¿Cuál es el gran reto de la regeneración urbana?



Vamos a lanzar una idea que puede resultar chocante o al menos contraria al discurso dominante.

La pregunta nos interroga sobre cuál es nuestro grado de 'piñón fijo', ¿seguimos con los mismos objetivos y soluciones que antes de que la sociedad cambiase?

En cuanto a la intervención en la ciudad existente, tenemos que tratar de forma singular los ámbitos urbanos más vulnerables, aquellos en que la degradación es irreversible porque, en estos lugares, tanto el grado de deterioro como la urgencia de la recuperación facilitan y aconsejan la aplicación de las recetas habituales del urbanismo, las actuaciones de reforma o renovación de la urbanización y las actuaciones edificatorias, o lo que es lo mismo, la sustitución de la ciudad.

Sin embargo, el problema más importante (aunque no sea tan urgente como los ámbitos más degradados)  porque afecta a la mayor parte de la población, al resto (excepto los nuevos desarrollos): es el agotamiento de la ciudad por obsolescencia de la urbanización y de la edificación (elementos materiales, hardware) y obsolescencia de la red de equipamientos, tanto públicos como privados (intangibles en lo esencial, podríamos llamarlos por contraposición, software).

Porque, ¿cuál es la vida útil de la urbanización?, ¿cuál es el plazo de amortización de la urbanización?, ¿cuál es el plazo para repensar el mix de la oferta de dotaciones, en sentido amplio? ¿Y de la ciudad?

¿Os habéis percatado que son unas preguntas que ni siquiera se enuncian?

La obsolescencia urbana es como esa realidad incomoda que preferimos negar o esconder a través de esos parcheos periódicos en la ciudad a cargo de los ayuntamientos, aunque las otras administraciones tampoco se libran (¿Cuál es la vida útil de las carreteras, puentes, autopistas, aeropuertos y puertos?).

Los desarrollos urbanos que hemos conocido nunca se plantearon la pregunta de qué sucedía después de que se terminaban las actuaciones / recepcionaban las urbanizaciones.

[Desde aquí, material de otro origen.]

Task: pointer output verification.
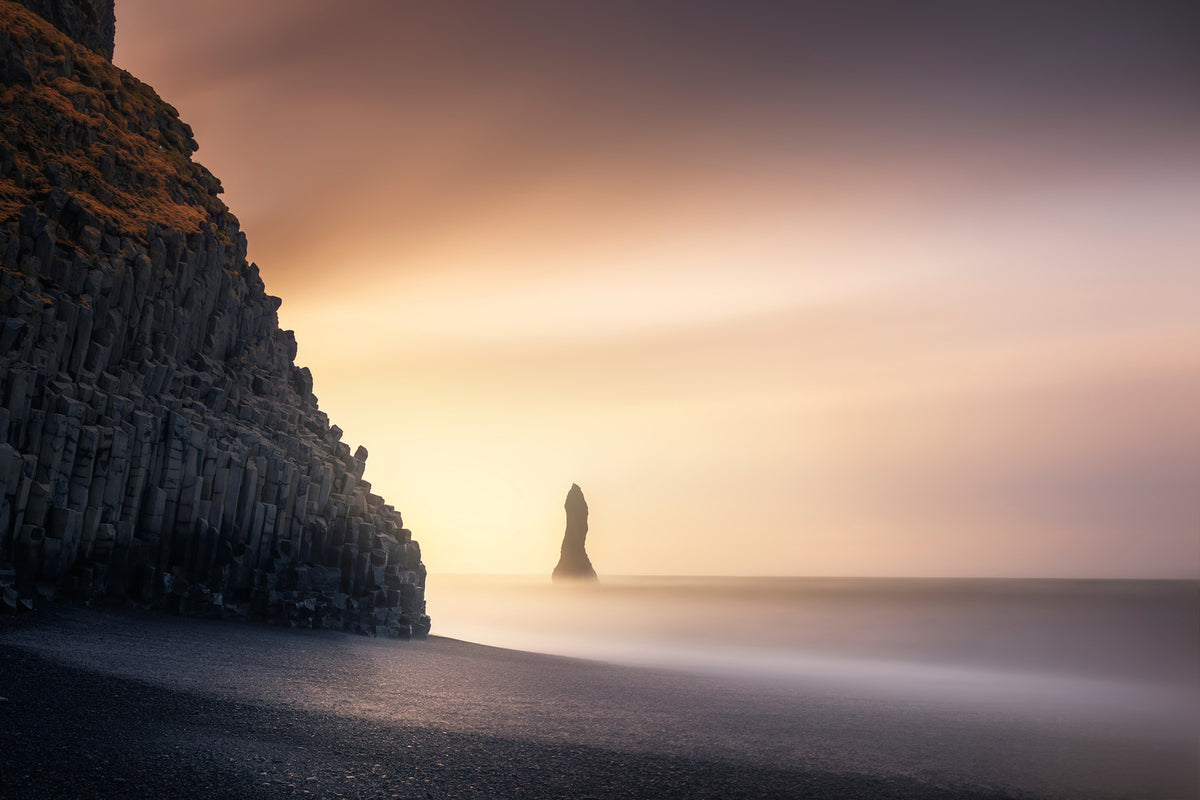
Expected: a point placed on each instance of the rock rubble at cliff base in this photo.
(157, 443)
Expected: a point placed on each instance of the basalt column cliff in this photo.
(157, 443)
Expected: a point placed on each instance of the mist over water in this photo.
(1114, 654)
(1134, 631)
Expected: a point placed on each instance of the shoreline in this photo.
(112, 703)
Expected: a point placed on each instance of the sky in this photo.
(815, 289)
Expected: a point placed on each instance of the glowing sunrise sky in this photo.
(886, 289)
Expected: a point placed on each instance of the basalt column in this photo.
(159, 444)
(574, 563)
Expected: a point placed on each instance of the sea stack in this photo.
(574, 564)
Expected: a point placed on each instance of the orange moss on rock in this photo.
(72, 119)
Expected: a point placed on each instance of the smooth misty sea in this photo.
(1021, 689)
(1138, 633)
(1078, 686)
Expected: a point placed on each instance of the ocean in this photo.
(1083, 687)
(1123, 632)
(1063, 690)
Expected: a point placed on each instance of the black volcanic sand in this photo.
(121, 704)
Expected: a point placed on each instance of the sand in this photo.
(123, 704)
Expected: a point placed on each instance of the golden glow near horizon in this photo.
(790, 330)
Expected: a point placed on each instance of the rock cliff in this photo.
(574, 563)
(91, 23)
(157, 443)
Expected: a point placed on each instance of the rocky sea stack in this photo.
(159, 445)
(574, 563)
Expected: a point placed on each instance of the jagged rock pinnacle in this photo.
(574, 563)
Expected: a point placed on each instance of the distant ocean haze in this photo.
(1139, 631)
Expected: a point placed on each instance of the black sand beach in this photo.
(120, 704)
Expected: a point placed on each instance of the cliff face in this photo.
(91, 23)
(157, 441)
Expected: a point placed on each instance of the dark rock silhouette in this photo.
(159, 445)
(574, 563)
(91, 23)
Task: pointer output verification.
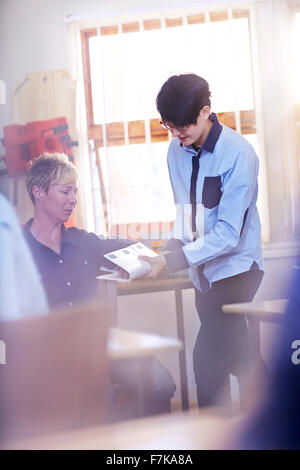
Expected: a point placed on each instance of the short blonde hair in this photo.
(50, 168)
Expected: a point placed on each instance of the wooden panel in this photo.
(152, 24)
(218, 16)
(195, 19)
(158, 134)
(240, 14)
(130, 27)
(228, 119)
(107, 30)
(136, 132)
(115, 134)
(248, 123)
(171, 22)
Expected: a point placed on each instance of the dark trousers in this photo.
(223, 345)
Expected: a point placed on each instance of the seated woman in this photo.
(68, 260)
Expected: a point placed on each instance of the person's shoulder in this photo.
(236, 142)
(232, 147)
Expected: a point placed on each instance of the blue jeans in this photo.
(223, 345)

En los orígenes del modelo había que producir mucha vivienda y no ayudaba la preocupación por el futuro ni, lógicamente , establecer IBI suficientes, cuanto menos impuestos grabaran la vivienda mejor se venderían y más se producirían. Todo era nuevo, todo crecimiento urbano era bueno y los costes de conservación exiguos, pero el paso del tiempo es inexorable y el fin de la vida útil se produce en algún momento, aunque realicemos un correcto mantenimiento (obviamente, esto ya se sabía porque la ciudad no era un fenómeno nuevo). Si ese momento del agotamiento de la vida útil no ha llegado en nuestras ciudades, es inminente. Si, además, sumamos los déficits dotacionales y de los edificios construidos en otra época con estándares que no responden a las necesidades actuales, se nos presenta un problema generalizado y sin embargo…

¿Qué nos planteamos, incluso con las impropias actuaciones de regeneración urbana? Deseducar en el cumplimiento de deberes mediante la socialización de las cargas urbanísticas, contraviniendo el principio básico de la distribución de beneficios y cargas. Porque reconozcámoslo, ¿por qué asumimos con normalidad que es justo y necesario que las cargas urbanísticas sean impuestas a las actuaciones de nueva transformación, cuyo coste es asumido por todos los bienes inmobiliarios, pero nos resistimos a imputarle el mismo coste cuando han agotado su vida útil (salvo que sea una actuación integrada de sustitución urbana) y nos remitimos a las políticas exclusivamente fiscales?

Una vez más es la huida del urbanismo, la acumulación de pasivos y las paladas de insostenibilidad integrada, que no hacen sino inducir a la degradación urbana. El lema parece ser “Salvemos unos pocos”, pero a costa de no alterar el proceso de degradación del resto por no cambiar el sistema y la práctica de la intervención en el medio urbano. Es como si nos negáramos a usar el ordenamiento vigente para afrontar el problema más relevante y generalizado que se nos viene encima, la obsolescencia urbana.